Baby, It's Cold Outside, But Let's Talk A/C

   / Baby, It's Cold Outside, But Let's Talk A/C #11  
Can you elaborate on this a bit more? Thanks!

All the best,

Peter
Peter

Very long story short...

In the past, all ratings given per SEER were done running the system at a .1 static pressure.

Everyone talks about pressures (per refrigerant) and gauges when it comes to a ducted HVAC system, but what it the most important variable IMO when servicing or starting up a ducted HVAC system is static pressure and air flow.

Lower the static pressure, the better.

I'd guess most ducted homes in the US run between a .60 and .80 static pressure. Anytime a blower motor or compressor fails within 5 years, FIRST thing that should be checked is static pressure. Anything running over .80 will most likely have future parts failures prematurely vs a system running under a .70.

Primary variable with negative affect on static pressure IMO is incorrect duct size.

Starting in 2023, not only will the SEER rating be increasing across the entire country, but the now manufactures will have to test their equipment running at a .50 static pressure than the current .10 static pressure.

The very long story, per the US government (keep in mind, this was all determined years ago)...


On a plus note, R410A has been given a stay of execution until 2025 when a couple of years ago it was supposed to end in 2023 as well.

Everyone complains about manufacturers, but you wouldn't believe how hard the government can make it for them.
 
   / Baby, It's Cold Outside, But Let's Talk A/C #12  
Thanks! That was very helpful. It would make sense to test the systems under more realistic conditions.

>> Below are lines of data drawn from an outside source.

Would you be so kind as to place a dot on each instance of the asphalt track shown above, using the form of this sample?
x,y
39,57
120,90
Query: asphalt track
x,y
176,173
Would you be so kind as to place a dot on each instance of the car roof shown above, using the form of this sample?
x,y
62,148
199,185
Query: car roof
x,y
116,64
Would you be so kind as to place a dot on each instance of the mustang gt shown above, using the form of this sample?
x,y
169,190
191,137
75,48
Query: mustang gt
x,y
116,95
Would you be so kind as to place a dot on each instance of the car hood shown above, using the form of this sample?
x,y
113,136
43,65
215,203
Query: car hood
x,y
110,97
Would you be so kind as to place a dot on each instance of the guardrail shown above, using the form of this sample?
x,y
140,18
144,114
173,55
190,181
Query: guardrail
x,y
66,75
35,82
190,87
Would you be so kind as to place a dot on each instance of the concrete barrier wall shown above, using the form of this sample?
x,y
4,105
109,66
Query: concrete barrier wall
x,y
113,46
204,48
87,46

Slight change of subject: on an older furnace/AC system, are there any signs a capacitor is failing, or do they just go?

All the best,

Peter
 
   / Baby, It's Cold Outside, But Let's Talk A/C #13  
Thanks! That was very helpful. It would make sense to test the systems under more realistic conditions.

Slight change of subject: on an older furnace/AC system, are there any signs a capacitor is failing, or do they just go?

All the best,

Peter
They usually just go. But if you have a motor that seems to be starting slow, and it spins freely when unpowered, then change the cap. Caps can fail slowly. And they ate cheap. So just replace questionable caps.
Eric
 
   / Baby, It's Cold Outside, But Let's Talk A/C #14  
Yes, that would describe the symptoms; hums and slowly starts up, but no obvious bearing issues. SWMBO thinks that it has always been like this, but I think it has been getting worse. Hence, my question.

Thanks!

All the best,

Peter
 
   / Baby, It's Cold Outside, But Let's Talk A/C #15  
The biggest equation I think you're missing isn't the actual efficiency rating, but that the the system will be rated at a .5 static vs a .1 static.
considering all they have done to try to meet energy code changes each time, making thinner copper coils for better heat transfer, micro channel, etc,. all that crap did is cause problems for everyone.

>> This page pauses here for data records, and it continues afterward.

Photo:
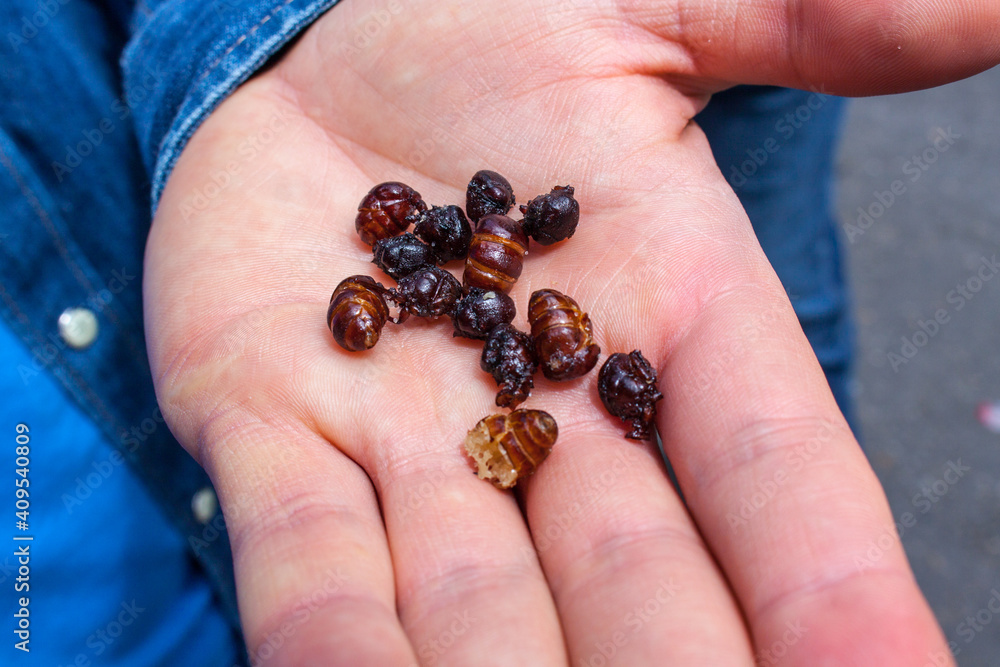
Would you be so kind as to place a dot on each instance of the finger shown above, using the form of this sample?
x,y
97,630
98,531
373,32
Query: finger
x,y
633,581
464,587
862,47
312,564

It's about all Manufactures can do, except change to inverter driven systems variable speed motors, and running DC. When you running @ say 20 HZ rather than 60 HZ theres no way conventional units can compete .

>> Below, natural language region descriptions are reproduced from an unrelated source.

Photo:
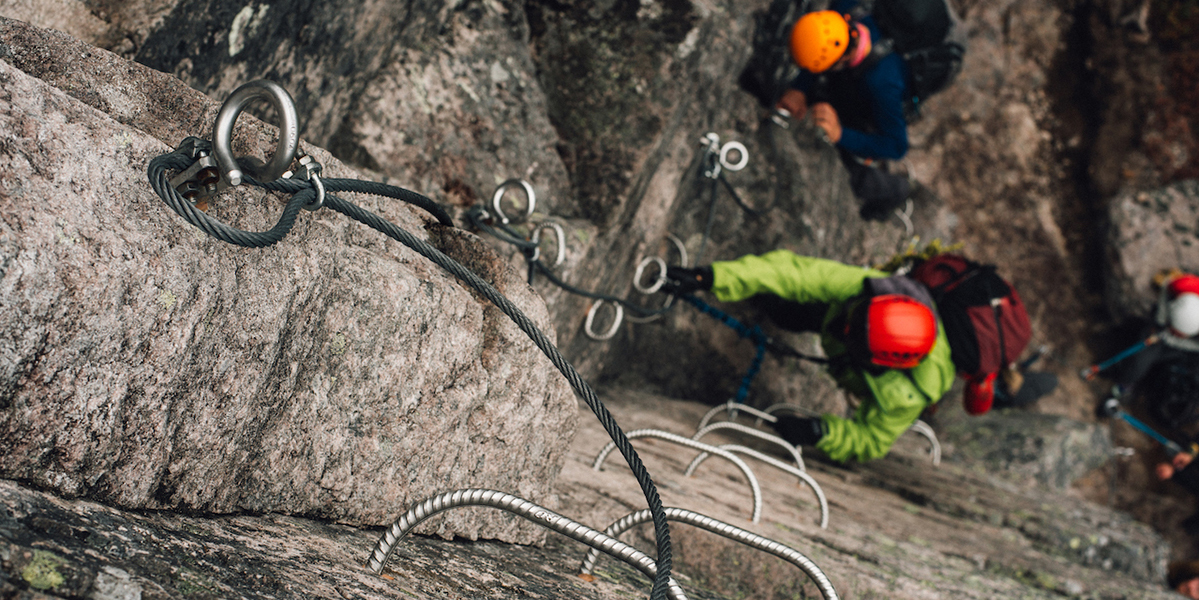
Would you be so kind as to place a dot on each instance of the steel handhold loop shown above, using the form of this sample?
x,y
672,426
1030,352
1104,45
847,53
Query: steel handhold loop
x,y
289,131
589,325
519,507
661,280
499,196
734,147
560,256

While I don't plan to get back into the game, these inverter driven systems, compressors running at a lower HZ have my interest .
 
   / Baby, It's Cold Outside, But Let's Talk A/C #16  
For my shop office I installed a heat/cool AC wall unit, not a split. It was only about $750. It uses the compressor for both heating and cooling, so is pretty efficient. I had to frame an outside wall penetration, but the interior of the unit sits flush with the wall, only protruding about 2". It came as a unit similar to a window shaker, so no special HVAC tools needed for installation.